Many projects use Java String to represent text. This page goes over some of the alternatives used to handle text in a consistent manner.

Enum

The first alternative is a normal Java 5 Enum. We use enumerations to represent a frozen set of machine readable text.

The key idea here is:

  • this is machine readable; you don’t need to show this to your end users

  • it is frozen; literally it is boiled into the jar you download and you cannot modify the list of defined codes in any way

  • If you are reading any of the ISO specifications you will find this concept is called an Enum there as well, our use agrees with typical Java practice.

Here is an example for reference:

public enum OverlapBehavior {
    LATEST_ON_TOP,
    EARLIEST_ON_TOP,
    AVERAGE,
    RANDOM
}

As this set of text form directives to a rendering engine on handling overlapping images they are represented as an Enum.

  • The “vocabulary” of allowed text values is fixed at compile time (and is well documented for those implementing a rendering engine).

  • As this text is intended to direct a rendering engine the entries are considered machine readable.

An easy test to see if something is considered machine readable is to consider if internationalizing the values would “break” the codebase.

CodeList

A CodeList is used to represent an extensible set of machine readable text.

In pragmatic terms this is behaves just like a Java 5 Enum, except that you can add to it at runtime.

The ISO specifications call this concept is a CodeList as well,

Here is an example of a CodeList:

public final class SortOrder extends CodeList<SortOrder> {
   private static final long serialVersionUID = 7840334200112859571L;
   private static final List all = new ArrayList();
   public static final SortOrder ASCENDING  = new SortOrder("ASC");
   public static final SortOrder DESCENDING = new SortOrder("DESC");

   private SortOrder( String name ){
      super(name, all );
   }

   public CodeList[] family() {
      return (CodeList[]) all.toArray( new CodeList[ all.size()]);
   }
}

The above implementation is actually very similar to the definition of an Enum and can give you some insight into have Enums are represented as Objects by Java.

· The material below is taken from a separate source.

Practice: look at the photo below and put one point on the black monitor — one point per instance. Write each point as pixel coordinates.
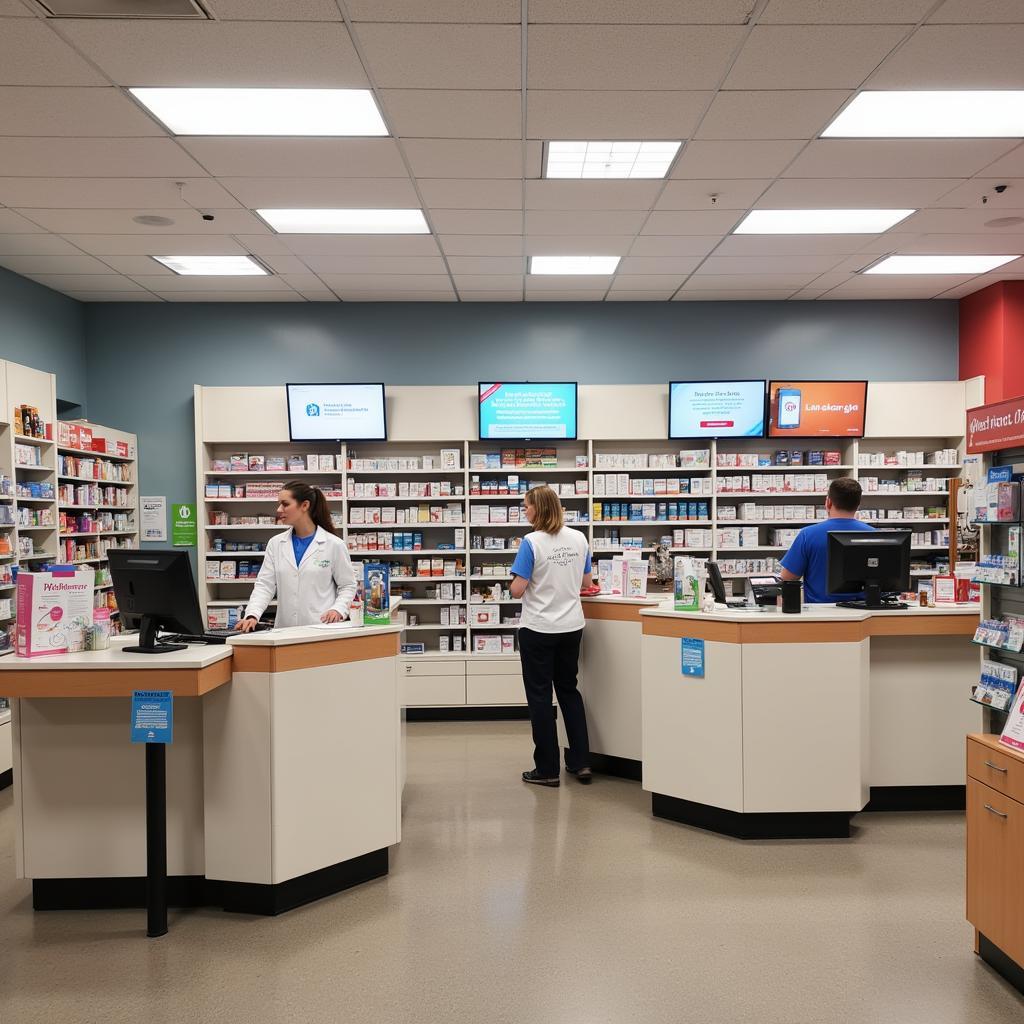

The difference here is that your application can add additional SortOrders at runtime:

SortOrder order = SortOrder.valueOf( SortOrder.class, "NATURAL" );

Once again a CodeList is considered:

  • Machine Readable - the text values are intended for programs not people

  • Open ended, application code can add additional values to the “vocabulary”

String

String also has a place, in this case for free form machine readable text. Good examples are common query language “query” strings, or version numbers which change with each release.

Note

We are not using Strings to communicate to the end user, we have a special class (InternationalString) to address internationalization issues.

The ISO specifications call this concept a CharacterString. However you have to be careful and read how they are using it on a case by case basis. Our use does not agree with typical Java practice; we are reserving the use of String for machine readable text.

Here is an example:

public static Version getVersion(){
  return VERSION;
}

With this in mind String is considered:

  • Machine readable (the values are not translated!)

  • Free form (i.e. does not belong to a set vocabulary of defined values)

InternationalString

An InternationalString is used to represent free form human readable text. The InternationalString interface makes every translation of the text available through one class.

The ISO specifications call this concept a CharacterString, but once again you need to check how they are using it.

To use an InternationalString with the current locale:

return title.toString();

To use the InternationalString with a different locale:

return title.toString( locale );

This method of handing internationalization may be unfamiliar to those coming from a desktop computing background. You will find this technique very handy when implementing a web application that is communicating with users from a number of different locales.

With this in mind International String is considered:

  • Human Readable

  • Free form

We have a number of implementations available, backed on properties files and such like.